For gold traders. We are in a new world as of this week. China is the world's biggest oil importer. As Trump threatens China's trade with the US China enters a new contract to pay for oil with a gold backed Yuan. This will circumvent the use of the USD (the petrodollar since 1973) from an oil delivery from say Russia. What is the likely impact on the USD and Gold? An inverse price reaction. The USD will likely weaken (this week hit .91) and gold will continue to increase. It is also interesting to note that the .91 level reached this weekly has broken a monthly fib support for the USD index.
https://www.youtube.com/watch?v=Lk10QHXKYnU


----------



## traderxxx (9 September 2017)

so is there anywhere one can track decent gold charts for free ???


----------



## pixel (10 September 2017)

traderxxx said:


> so is there anywhere one can track decent gold charts for free ???



http://www.kitco.com/charts/techcharts_gold.html
or
http://bigcharts.marketwatch.com/quickchart/quickchart.asp?symb=GOLD&insttype=Future


----------



## traderxxx (12 September 2017)

thanks for the links  pixel.


----------



## So_Cynical (14 September 2017)

The rise and rise of China.


----------



## Telamelo (4 March 2022)

" Some years ago, China set up an oil commodity contract that trades in China and settles in yuan.

The Chinese are just as keen to dethrone the US dollar banking system as Russia is.

China knows that the yuan is not particularly useful internationally.

Therefore, a condition of that oil contract is that payment can be converted from yuan into gold.
Hey presto!

Russia could sell oil in China today, get paid in gold, and bypass the US dollar and US sanctions completely.

Such an outcome would legitimise gold in a way not seen for years, even decades perhaps.

Gold is not just rising in US dollars but also rising in other currencies ".

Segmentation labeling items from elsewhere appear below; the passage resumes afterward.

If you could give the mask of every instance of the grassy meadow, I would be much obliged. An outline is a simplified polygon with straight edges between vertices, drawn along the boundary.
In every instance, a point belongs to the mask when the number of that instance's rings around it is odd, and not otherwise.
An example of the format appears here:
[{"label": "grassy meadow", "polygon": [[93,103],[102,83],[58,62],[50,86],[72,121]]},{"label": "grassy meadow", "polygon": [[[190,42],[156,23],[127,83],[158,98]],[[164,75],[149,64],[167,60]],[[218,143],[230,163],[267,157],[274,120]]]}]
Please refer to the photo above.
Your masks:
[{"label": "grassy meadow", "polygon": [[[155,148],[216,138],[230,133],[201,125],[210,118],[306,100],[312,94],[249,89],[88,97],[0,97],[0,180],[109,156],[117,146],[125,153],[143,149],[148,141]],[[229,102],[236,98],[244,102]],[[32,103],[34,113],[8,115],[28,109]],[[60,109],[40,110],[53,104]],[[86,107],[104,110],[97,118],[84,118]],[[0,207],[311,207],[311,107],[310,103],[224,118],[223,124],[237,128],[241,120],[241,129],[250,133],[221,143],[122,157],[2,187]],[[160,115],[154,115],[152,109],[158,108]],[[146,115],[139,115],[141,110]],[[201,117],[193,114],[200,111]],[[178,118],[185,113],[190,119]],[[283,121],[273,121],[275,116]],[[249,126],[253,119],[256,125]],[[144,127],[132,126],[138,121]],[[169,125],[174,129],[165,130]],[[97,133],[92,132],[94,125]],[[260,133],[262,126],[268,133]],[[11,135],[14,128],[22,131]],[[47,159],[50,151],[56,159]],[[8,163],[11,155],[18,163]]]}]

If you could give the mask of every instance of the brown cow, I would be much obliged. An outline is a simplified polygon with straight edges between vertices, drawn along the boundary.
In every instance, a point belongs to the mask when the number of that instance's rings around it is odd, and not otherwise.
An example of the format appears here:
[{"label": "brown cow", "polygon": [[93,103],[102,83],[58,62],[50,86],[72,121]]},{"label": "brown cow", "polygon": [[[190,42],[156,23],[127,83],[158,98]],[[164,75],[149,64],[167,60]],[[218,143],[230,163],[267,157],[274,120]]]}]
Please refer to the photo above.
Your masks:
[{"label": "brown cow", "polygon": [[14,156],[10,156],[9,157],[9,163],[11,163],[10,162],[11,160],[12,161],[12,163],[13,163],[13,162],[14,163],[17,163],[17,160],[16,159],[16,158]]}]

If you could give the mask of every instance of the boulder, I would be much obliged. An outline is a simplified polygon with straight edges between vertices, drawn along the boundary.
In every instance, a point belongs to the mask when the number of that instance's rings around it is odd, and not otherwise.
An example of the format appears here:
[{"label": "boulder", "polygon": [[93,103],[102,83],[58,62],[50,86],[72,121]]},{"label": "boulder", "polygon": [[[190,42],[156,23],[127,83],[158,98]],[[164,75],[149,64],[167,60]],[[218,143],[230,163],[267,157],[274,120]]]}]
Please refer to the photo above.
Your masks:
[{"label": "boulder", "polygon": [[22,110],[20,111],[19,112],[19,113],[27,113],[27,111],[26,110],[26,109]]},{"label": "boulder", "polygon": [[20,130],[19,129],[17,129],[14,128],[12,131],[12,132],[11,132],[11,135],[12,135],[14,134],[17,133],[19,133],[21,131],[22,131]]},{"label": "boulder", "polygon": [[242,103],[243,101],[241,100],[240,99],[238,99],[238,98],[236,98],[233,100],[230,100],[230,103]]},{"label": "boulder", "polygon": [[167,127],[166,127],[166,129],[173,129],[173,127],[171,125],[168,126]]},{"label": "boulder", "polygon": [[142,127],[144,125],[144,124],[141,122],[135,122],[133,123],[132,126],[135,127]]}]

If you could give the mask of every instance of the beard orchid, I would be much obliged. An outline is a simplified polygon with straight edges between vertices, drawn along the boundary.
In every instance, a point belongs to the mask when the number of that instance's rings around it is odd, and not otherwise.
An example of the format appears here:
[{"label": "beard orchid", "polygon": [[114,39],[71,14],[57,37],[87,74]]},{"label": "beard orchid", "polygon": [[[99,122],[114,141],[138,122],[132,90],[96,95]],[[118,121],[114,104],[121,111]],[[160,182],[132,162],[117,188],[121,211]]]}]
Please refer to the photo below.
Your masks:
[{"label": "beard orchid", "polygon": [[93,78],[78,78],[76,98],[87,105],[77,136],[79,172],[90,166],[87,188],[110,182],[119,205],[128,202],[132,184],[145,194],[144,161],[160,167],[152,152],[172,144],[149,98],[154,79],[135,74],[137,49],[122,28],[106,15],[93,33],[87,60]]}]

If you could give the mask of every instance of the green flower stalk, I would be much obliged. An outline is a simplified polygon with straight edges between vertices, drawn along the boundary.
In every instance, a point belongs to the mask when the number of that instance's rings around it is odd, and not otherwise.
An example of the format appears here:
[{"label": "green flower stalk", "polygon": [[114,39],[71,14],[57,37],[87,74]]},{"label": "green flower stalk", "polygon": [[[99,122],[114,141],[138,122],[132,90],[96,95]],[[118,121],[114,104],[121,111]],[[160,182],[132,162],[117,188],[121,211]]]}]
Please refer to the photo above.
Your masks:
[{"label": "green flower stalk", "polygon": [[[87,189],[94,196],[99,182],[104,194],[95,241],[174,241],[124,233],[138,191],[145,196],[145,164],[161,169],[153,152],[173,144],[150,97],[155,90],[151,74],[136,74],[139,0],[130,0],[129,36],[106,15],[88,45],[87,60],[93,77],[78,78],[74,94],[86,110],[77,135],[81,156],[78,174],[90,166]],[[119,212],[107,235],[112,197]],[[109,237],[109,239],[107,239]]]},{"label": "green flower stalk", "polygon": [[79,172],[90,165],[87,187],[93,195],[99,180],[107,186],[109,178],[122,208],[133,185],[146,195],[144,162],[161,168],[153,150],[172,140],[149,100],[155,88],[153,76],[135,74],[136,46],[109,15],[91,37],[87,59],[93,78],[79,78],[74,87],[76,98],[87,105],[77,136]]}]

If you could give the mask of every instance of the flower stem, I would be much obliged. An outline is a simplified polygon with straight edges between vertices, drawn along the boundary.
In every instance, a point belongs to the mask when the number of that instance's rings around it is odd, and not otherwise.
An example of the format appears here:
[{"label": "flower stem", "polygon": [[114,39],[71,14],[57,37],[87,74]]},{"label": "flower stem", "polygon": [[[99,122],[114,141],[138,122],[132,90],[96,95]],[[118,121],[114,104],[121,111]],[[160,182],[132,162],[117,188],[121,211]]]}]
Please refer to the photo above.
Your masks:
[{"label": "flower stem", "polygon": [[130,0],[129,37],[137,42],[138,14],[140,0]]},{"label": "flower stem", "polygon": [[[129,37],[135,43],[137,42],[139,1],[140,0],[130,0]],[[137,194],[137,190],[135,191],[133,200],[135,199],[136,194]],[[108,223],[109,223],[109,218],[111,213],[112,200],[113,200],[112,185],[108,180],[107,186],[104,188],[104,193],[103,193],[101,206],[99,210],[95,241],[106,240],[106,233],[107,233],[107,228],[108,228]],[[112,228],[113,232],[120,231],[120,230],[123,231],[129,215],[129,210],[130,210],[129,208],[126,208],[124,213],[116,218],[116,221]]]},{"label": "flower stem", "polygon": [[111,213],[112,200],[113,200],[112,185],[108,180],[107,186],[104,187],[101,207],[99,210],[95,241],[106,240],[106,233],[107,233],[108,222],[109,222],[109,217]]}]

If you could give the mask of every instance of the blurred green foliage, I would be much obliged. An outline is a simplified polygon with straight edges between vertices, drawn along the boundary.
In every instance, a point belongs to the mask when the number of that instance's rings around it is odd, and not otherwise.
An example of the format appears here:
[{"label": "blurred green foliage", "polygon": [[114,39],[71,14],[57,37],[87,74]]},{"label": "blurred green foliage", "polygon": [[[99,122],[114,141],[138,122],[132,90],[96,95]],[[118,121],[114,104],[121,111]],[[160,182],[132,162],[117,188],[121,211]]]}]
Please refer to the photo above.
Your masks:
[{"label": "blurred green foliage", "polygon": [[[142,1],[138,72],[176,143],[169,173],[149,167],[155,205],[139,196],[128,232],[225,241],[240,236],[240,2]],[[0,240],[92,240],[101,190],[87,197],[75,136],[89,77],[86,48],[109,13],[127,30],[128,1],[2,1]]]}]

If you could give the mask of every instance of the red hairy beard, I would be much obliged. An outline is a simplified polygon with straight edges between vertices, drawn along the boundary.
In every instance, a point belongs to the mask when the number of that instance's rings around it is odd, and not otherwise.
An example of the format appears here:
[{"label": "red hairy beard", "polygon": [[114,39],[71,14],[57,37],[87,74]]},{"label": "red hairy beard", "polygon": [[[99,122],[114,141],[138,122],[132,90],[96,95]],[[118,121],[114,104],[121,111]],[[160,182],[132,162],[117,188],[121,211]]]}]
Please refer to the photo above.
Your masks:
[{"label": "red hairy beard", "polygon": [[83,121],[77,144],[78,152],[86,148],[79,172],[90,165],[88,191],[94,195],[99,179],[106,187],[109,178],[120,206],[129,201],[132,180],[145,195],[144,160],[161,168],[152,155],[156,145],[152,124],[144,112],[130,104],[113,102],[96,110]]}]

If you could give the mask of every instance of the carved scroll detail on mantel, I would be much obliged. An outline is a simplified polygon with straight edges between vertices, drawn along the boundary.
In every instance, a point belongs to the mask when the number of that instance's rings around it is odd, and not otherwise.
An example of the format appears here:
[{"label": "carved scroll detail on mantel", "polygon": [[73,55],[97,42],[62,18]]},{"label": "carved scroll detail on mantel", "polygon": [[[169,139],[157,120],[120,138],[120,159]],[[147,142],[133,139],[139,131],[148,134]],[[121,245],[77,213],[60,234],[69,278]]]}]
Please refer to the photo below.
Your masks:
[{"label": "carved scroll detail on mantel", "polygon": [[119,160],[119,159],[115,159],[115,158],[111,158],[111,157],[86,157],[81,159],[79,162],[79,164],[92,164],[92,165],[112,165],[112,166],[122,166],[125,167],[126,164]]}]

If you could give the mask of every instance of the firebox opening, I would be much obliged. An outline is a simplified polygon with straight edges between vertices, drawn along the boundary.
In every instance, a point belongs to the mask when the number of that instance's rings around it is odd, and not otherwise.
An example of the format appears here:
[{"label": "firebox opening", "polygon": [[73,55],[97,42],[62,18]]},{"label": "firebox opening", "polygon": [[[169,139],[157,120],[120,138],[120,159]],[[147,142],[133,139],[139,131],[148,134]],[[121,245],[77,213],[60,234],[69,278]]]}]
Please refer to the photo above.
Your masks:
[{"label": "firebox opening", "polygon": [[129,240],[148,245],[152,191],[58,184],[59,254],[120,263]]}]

*Above excerpt from "The Insider" newsletter


----------



## qldfrog (4 March 2022)

Telamelo said:


> " Some years ago, China set up an oil commodity contract that trades in China and settles in yuan.
> 
> The Chinese are just as keen to dethrone the US dollar banking system as Russia is.
> 
> ...



Great to see some of my opinions shared. Russia and China did not go heavy gold for nothing.
The wheel is turning in my opinion, and we are all blissfully unaware


----------



## divs4ever (4 March 2022)

now as i see it the interesting twist is China does NOT want to have the reserve currency  , sure it would accept a strong , influential ranking  ( as proposed in the BRICS concept )

 but i think China sees the flaws  in being the benchmark  currency  ( although it MIGHT change it's mind  if a Central Bank digital currency comes into an effective currency   .. the lure of near infinite control will be very powerful , indeed  )

 but remember over the millennia  other commodities as well as gold has been used  silver , salt , diamonds , pearls etc etc


----------